2. Morto o destinatário, pode a restituição da carta confidencial ser ordenada pelo tribunal, a requerimento do autor dela
ou, se este já tiver falecido, das pessoas indicadas no nº 2 do artigo 71º; pode também ser ordenada a destruição da
carta, o seu depósito em mão de pessoa idónea ou qualquer outra medida apropriada.
ARTIGO 76º
(Publicação de cartas confidenciais)
1. As cartas-missivas confidenciais só podem ser publicadas com o consentimento do seu autor ou com o suprimento
judicial desse consentimento; mas não há lugar ao suprimento quando se trate de utilizar as cartas como documento
literário, histórico ou biográfico.
2. Depois da morte do autor, a autorização compete às pessoas designadas no nº 2 do artigo 71º, segundo a ordem nele
indicada.
ARTIGO 77º
(Memórias familiares e outros escritos confidenciais)

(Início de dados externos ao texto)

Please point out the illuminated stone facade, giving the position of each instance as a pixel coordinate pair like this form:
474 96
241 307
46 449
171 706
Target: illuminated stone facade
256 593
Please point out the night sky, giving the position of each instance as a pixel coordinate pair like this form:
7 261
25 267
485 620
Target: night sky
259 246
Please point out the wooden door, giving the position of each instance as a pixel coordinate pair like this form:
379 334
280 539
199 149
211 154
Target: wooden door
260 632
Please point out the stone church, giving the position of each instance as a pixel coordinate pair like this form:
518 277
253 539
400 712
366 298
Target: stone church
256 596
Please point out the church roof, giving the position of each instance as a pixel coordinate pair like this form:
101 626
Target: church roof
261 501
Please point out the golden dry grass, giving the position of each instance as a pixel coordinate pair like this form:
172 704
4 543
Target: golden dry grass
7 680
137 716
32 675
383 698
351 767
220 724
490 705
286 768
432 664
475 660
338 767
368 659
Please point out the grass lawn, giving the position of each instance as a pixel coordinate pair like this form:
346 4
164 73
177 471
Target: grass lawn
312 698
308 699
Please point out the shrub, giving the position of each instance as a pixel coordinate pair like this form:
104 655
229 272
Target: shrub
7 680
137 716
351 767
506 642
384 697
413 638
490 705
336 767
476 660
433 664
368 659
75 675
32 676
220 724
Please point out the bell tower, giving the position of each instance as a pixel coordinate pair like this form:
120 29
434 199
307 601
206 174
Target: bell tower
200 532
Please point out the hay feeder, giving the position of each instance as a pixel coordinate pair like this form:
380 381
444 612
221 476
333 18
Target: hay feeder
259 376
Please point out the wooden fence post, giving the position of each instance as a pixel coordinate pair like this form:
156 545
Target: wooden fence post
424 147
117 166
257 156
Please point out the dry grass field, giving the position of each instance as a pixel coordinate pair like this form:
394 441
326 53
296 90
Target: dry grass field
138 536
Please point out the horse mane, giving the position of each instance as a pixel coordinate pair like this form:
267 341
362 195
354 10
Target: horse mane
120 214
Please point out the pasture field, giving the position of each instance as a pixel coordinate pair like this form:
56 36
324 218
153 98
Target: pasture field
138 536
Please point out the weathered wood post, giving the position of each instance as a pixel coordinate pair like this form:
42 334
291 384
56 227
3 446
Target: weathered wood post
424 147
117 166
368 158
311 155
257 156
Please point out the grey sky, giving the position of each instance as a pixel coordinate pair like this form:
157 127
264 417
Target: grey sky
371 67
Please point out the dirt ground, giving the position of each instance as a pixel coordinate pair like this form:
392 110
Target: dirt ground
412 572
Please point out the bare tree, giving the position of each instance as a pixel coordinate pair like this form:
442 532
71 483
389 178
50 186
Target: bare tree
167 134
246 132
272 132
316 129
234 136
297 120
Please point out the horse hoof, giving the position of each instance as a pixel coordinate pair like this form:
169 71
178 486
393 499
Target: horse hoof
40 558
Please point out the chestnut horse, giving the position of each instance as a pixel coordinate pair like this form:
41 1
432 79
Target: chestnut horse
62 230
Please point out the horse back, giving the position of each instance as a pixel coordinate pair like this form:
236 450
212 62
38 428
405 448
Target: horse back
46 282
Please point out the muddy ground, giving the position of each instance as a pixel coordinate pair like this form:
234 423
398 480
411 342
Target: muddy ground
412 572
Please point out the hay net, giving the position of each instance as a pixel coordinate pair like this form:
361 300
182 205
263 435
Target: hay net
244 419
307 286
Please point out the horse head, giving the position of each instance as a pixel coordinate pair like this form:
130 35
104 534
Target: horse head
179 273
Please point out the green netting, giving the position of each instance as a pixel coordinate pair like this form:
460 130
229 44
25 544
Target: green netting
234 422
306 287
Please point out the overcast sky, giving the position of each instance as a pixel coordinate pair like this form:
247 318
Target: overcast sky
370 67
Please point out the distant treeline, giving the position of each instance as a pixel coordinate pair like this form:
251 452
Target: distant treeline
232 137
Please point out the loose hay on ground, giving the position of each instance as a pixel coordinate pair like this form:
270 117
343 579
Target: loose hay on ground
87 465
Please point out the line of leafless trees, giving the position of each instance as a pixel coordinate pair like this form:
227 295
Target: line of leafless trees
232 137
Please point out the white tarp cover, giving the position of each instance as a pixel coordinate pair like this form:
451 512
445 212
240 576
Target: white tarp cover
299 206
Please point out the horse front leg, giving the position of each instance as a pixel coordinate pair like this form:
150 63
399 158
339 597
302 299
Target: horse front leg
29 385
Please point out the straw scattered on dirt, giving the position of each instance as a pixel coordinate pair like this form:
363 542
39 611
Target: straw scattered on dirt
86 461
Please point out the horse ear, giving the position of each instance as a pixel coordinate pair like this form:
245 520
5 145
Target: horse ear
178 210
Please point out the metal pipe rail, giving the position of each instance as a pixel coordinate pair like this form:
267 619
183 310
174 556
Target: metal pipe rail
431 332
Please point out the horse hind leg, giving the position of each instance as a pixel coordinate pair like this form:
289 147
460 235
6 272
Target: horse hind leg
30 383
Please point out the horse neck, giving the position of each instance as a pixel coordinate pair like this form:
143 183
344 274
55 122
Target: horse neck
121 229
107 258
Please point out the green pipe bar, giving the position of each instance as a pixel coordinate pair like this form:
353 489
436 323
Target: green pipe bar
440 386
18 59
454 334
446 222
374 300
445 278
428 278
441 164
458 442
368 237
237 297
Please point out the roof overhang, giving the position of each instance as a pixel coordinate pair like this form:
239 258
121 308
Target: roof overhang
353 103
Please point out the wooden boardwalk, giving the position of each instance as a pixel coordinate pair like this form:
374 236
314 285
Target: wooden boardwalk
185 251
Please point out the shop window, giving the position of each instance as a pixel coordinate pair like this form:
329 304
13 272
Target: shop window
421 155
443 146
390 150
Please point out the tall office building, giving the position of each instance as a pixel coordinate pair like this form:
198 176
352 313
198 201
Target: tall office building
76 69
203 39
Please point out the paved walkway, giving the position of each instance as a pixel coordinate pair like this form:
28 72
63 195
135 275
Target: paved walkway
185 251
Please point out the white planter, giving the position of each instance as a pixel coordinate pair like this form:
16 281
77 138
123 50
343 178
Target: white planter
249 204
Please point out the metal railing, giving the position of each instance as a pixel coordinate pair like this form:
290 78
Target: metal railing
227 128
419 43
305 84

O disposto no artigo anterior é aplicável, com as necessárias adaptações, às memórias familiares e pessoais e a outros
escritos que tenham carácter confidencial ou se refiram à intimidade da vida privada.
ARTIGO 78º
(Cartas-missivas não confidenciais)
O destinatário de carta não confidencial só pode usar dela em termos que não contrariem a expectativa do autor.
ARTIGO 79º
(Direito à imagem)
1. O retrato de uma pessoa não pode ser exposto, reproduzido ou lançado no comércio sem o consentimento dela;
depois da morte da pessoa retratada, a autorização compete às pessoas designadas no nº 2 do artigo 71º, segundo a
ordem nele indicada.
2. Não é necessário o consentimento da pessoa retratada quando assim o justifiquem a sua notoriedade, o cargo que
desempenhe, exigências de polícia ou de justiça, finalidades científicas, didácticas ou culturais, ou quando a reprodução
da imagem vier enquadrada na de lugares públicos, ou na de factos de interesse público ou que hajam decorrido
publicamente.
3. O retrato não pode, porém, ser reproduzido, exposto ou lançado no comércio, se do facto resultar prejuízo para a
honra, reputação ou simples decoro da pessoa retratada.
ARTIGO 80º
(Direito à reserva sobre a intimidade da vida privada)
1. Todos devem guardar reserva quanto à intimidade da vida privada de outrem.
2. A extensão da reserva é definida conforme a natureza do caso e a condição das pessoas.
ARTIGO 81º
(Limitação voluntária dos direitos de personalidade)
1. Toda a limitação voluntária ao exercício dos direitos de personalidade é nula, se for contrária aos princípios da ordem
pública.
2. A limitação voluntária, quando legal, é sempre revogável, ainda que com obrigação de indemnizar os prejuízos
causados às legítimas expectativas da outra parte.